I heard recently that the our most formative relationships of all are with our siblings. Of all the mesh of relationships that define a person, from childhood to adulthood, the most vital and critical to who we are is that with our sibling(s). Well, if that’s true I am a fortunate woman indeed. In many ways, I think Hilary and I share a bond even more intense than usual, given how often we were in a foreign country with only each other for company. Certainly, as I’ve noted before, she is the only person on this planet who shares the unique terroir that cultivated me into who I am.
And yet, isn’t it remarkable, that grown out of the same soil, two people can be quite different? It seems to me that we’re converging as we age, which is a tremendous joy for me, but still, we are not very much alike. Two of my beloved blogging friends know Hilary well in person, which, I assure you, should elevate them further in your esteem. My sister is probably the best and keenest judge of character I’ve ever known. Her demeanor is somewhat reserved, but don’t ever mistake that for her not paying attention. Behind Hilary’s gorgeous greenish-brown eyes is a brain that is never at rest: she doesn’t miss a single thing. Not with people, not with the world at large, not with books. It was Hilary who busted me for having skimmed Middlemarch so quickly that I missed an entire (important) plotline. She shamed me sufficiently that I went back and read it again, every single page.
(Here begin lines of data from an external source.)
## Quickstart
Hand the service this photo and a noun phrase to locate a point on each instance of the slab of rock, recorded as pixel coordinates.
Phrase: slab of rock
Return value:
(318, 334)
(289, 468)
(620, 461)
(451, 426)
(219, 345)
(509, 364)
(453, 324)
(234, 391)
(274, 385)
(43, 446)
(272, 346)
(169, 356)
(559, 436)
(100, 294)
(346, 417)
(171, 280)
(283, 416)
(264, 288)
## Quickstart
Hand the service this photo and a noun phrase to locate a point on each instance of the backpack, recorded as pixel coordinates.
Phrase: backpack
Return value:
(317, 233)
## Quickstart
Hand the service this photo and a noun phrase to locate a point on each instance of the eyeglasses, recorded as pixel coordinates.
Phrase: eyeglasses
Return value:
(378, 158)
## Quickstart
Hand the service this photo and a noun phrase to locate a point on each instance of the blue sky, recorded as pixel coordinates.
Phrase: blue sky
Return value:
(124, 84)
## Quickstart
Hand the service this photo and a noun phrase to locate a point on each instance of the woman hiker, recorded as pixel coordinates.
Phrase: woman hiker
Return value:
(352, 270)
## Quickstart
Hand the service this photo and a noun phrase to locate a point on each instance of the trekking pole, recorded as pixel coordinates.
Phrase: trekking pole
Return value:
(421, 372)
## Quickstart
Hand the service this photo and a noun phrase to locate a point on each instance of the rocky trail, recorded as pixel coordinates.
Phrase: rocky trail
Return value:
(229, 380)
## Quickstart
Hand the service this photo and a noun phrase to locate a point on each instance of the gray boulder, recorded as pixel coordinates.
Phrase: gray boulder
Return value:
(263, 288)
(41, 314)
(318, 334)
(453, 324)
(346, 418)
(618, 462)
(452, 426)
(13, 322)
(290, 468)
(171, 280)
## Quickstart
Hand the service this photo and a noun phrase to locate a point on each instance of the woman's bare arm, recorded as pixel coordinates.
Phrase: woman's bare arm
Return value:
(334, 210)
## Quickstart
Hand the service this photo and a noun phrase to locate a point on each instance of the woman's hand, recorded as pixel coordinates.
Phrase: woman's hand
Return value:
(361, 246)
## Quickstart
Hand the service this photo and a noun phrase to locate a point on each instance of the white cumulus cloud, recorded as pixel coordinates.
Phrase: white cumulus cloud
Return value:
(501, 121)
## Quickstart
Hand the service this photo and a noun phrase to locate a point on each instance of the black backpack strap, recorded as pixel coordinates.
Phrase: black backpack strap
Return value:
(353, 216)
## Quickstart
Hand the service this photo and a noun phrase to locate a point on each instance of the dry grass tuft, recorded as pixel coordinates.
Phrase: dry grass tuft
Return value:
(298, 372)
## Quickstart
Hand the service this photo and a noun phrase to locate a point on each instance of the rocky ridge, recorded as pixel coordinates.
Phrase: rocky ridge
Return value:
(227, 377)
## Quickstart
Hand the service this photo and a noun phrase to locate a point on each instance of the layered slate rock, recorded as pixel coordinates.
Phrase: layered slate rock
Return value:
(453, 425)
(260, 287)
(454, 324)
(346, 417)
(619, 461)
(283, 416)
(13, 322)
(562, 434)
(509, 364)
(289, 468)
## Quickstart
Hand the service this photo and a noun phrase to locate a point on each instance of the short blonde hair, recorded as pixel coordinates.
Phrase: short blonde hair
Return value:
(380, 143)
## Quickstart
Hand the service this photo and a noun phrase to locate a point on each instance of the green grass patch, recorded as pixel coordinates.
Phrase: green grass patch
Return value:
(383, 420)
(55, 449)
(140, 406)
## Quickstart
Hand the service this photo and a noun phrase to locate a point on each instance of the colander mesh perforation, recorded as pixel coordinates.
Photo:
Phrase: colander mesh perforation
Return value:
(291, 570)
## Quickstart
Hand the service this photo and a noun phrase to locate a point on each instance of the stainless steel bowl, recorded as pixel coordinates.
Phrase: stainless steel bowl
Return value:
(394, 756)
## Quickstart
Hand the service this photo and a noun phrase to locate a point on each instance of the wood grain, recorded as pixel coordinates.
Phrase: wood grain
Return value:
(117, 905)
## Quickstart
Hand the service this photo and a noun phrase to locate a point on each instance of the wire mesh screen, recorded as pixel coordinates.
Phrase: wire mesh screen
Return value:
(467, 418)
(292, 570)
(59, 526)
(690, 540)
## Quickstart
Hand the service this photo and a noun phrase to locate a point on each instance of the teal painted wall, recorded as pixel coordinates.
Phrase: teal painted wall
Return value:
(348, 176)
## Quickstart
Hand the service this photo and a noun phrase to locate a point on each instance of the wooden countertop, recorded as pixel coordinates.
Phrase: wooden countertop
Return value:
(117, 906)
Last week, one of my aforementioned blog friends, Kristen from Motherese, was tweeting about Allegra Goodman’s The Cookbook Collector. We went back and forth and she observed something about sister-heroines of both Goodman’s book and the Austen/Eliot era. I responded that next to my sister I’m a mental midget. And it’s true. I grew up in the shadow of Hilary’s formidable intellect; but somehow it wasn’t a cold shadow, or a scary one. She has always urged me on, made me read more closely (see above, re: Middlemarch), pushed me to think harder, to articulate more carefully what I think and feel.
I humbly submit this as proof: last summer, we drove 45 minutes each way, with my father and brother-in-law, to visit a famed used bookstore on Cape Cod. This was the entrance hall. It was among the most enchanting afternoons of the whole summer, browsing peacefully, contentedly, next to my brilliant, wise sister.
Hilary is living in Jerusalem this year with her husband and two daughters (ages 3 and 5.5). I read her dispatches about life abroad hungrily, drinking in her adventurous spirit, hoping that with this I can quench some of my own odd, insatiable restlessness. Someone kind recently noted that Hilary’s family’s choice to spend their sabbatical year in Israel is further testament to our parents having raised us “bravely and well.” Reading this brought tears to my eyes. Now that I’m a parent, I stumble daily, and keep a little mental list of all the ways I fail Grace and Whit. I don’t feel brave, ever, and I rarely feel as though I’m doing it well. The more I grow into being a parent myself, the more I appreciate my own parents, and the family they created for both my sister and me. Regularly, I share questions, disasters, and triumphs with Hilary, and having her to share this journey with is one of my great sources of both solace and support.
Naturally, I don’t have any recent pictures of Hilary and me (the one above is from Thanksgiving, 2008). But I do have a picture of our four children, those inheritors of all that pumps through each of our bloodstreams, those non-redheaded children (how? how? how?) who I hope will always be dear to each other. Those siblings who are, daily, in ways more numerous and imperceptible to note, shaping each other just as Hilary so generously and kindly shaped me.